Manolo Lucena

Personal information
- Full name: Manuel Lucena Medina
- Date of birth: 18 November 1982 (age 42)
- Place of birth: Granada, Spain
- Height: 1.86 m (6 ft 1 in)
- Position(s): Centre-back

Youth career
- 2000–2001: Imperio Albolote

Senior career*
- Years: Team / Apps / (Gls)
- 2001–2002: Arenas
- 2002–2005: Granada / 64 / (4)
- 2004–2005: → Marino (loan) / 32 / (6)
- 2005: Sporting Gijón / 3 / (0)
- 2006–2013: Granada / 181 / (15)
- 2013–2014: Mirandés / 11 / (0)
- Total:  / 291 / (25)

= Manuel Lucena =

Spanish footballer

Manuel 'Manolo' Lucena Medina (born 18 November 1982) is a Spanish former footballer who played as a central defender.

His professional career was mainly associated with Granada, with which he competed in all four major levels of Spanish football.

==Club career==
Lucena was born in Granada, Andalusia. In 2002 he signed for his hometown's Granada CF, at the time in the Tercera División. After two years as a starter he was loaned to Marino de Luanco of Segunda División B, being first-choice in his only season as the Asturias club narrowly avoided relegation.

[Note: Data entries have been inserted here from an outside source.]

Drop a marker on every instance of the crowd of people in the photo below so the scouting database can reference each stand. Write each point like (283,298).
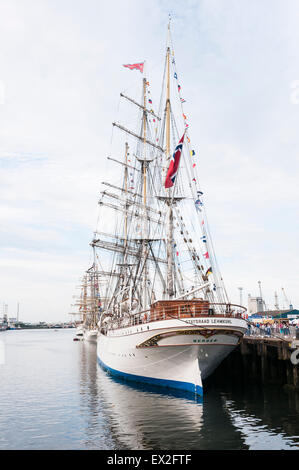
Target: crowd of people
(273,328)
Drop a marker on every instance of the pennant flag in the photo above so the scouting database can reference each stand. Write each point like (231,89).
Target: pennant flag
(138,66)
(198,203)
(174,164)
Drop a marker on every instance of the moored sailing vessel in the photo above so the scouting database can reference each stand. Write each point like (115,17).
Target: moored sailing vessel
(166,317)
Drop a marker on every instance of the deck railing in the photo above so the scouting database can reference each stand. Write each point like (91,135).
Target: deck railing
(179,311)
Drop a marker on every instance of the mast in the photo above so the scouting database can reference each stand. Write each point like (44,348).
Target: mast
(144,191)
(126,194)
(169,247)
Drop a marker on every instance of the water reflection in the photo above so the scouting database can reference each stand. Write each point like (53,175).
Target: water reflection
(54,395)
(146,417)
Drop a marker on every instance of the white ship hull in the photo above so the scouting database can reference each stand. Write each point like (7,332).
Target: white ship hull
(170,353)
(90,335)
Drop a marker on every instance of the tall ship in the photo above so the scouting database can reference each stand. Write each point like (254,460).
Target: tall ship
(89,306)
(166,318)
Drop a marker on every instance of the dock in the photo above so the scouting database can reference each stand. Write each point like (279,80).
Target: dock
(265,359)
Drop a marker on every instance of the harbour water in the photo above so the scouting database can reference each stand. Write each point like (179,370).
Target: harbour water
(54,395)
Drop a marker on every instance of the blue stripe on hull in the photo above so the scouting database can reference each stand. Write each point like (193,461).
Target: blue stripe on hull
(187,386)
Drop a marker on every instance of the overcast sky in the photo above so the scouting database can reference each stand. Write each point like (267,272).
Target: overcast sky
(60,78)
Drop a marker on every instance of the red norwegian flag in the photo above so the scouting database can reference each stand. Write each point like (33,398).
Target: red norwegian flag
(136,66)
(174,164)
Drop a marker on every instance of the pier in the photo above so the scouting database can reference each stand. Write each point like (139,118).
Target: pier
(266,359)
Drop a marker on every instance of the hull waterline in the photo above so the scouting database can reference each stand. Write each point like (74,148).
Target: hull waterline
(168,354)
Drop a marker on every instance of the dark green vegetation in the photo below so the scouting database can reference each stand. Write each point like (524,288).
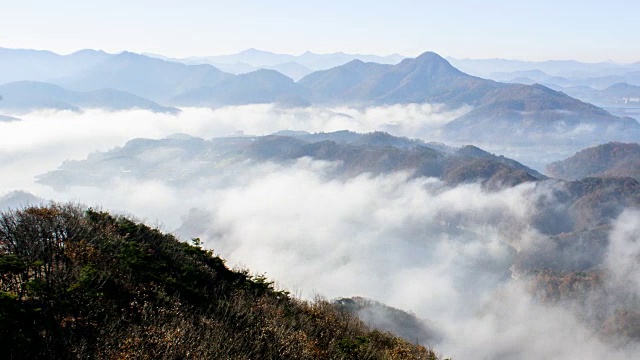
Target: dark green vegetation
(607,160)
(78,283)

In the summer of 2005, Lucena joined Sporting de Gijón in the Segunda División. In January 2006, with only three league appearances to his credit – seven minutes in total – he returned to Granada, scoring five goals as the team promoted from the fourth division.

Lucena remained a key player in the following three third-tier campaigns, never appearing in less than 32 league games and occasionally pitching in at defensive midfielder. In 2009–10, already as team captain, he contributed 26 matches and one goal en route to a return to division two after 22 years.

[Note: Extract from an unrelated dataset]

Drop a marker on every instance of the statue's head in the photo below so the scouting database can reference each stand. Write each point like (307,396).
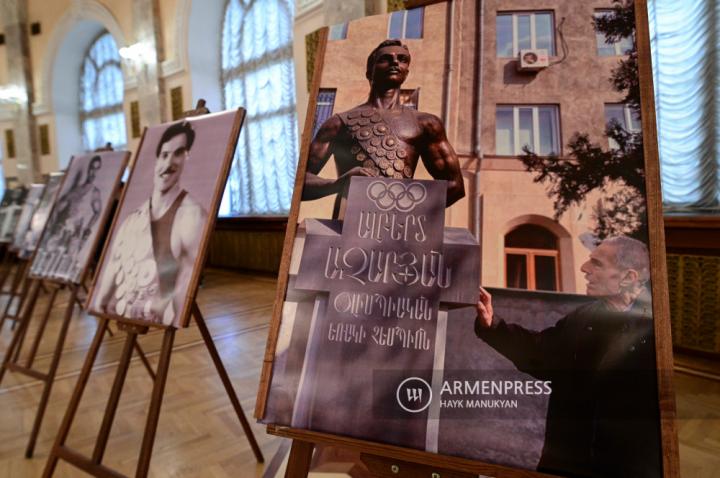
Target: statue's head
(388,63)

In late June 2011, after a second consecutive promotion for Granada, with him as the club's only player from the region of Granada, Lucena renewed his contract for a further two seasons. He made his La Liga debut on 27 August in a 0–1 home loss against Real Betis (90 minutes played), but totalled only nine official games over two seasons, being released subsequently.

Lucena retired at the end of the 2013–14 campaign at the age of 31, following a spell with CD Mirandés in the second tier. In February 2015, he returned to Granada as match delegate.